India’s textiles sector is one of the oldest industries in the Indian economy, dating back to several centuries.
The industry is extremely varied, with hand-spun and hand-woven textiles sectors at one end of the spectrum, while the capital-intensive sophisticated mills sector on the other end. The decentralised power looms/ hosiery and knitting sector forms the largest component in the textiles sector. The close linkage of textiles industry to agriculture (for raw materials such as cotton) and the ancient culture and traditions of the country in terms of textiles makes it unique in comparison to other industries in the countr.
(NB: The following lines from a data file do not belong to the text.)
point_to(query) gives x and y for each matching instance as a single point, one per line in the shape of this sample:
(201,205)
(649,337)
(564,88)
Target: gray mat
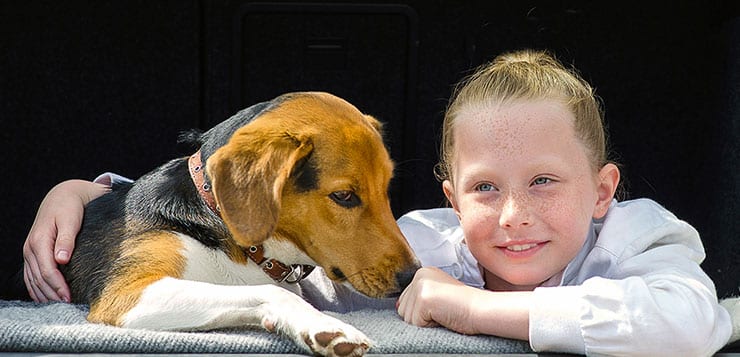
(62,328)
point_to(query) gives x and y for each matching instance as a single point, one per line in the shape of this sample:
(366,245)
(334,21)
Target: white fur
(216,292)
(733,307)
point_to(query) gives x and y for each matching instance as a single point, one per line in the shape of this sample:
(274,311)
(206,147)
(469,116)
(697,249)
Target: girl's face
(524,190)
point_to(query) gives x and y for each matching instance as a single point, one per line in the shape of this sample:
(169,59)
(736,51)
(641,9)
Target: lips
(521,249)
India’s textiles industry has a capacity to produce wide variety of products suitable for different market segments, both within India and across the world.
India’s textiles industry contributed seven per cent of the industry output (in value terms) in FY19. It contributed two per cent to the GDP of India and employed more than 45 million people in FY19. The sector contributed 15 per cent to India’s export earnings in FY19.
Textiles industry has around 4.5 crore employed workers including 35.22 lakh handloom workers across the country.
The domestic textiles and apparel market stood at an estimated US$ 100 billion in FY19.
The production of raw cotton in India is estimated to have reached 36.04 million bales in FY20^. During FY19, production of fibre in India stood at 1.44 million tonnes (MT) and reached 1.60 MT in FY20 (till January 2020), while that for yarn, the production stood at 4,762 million kgs during same period.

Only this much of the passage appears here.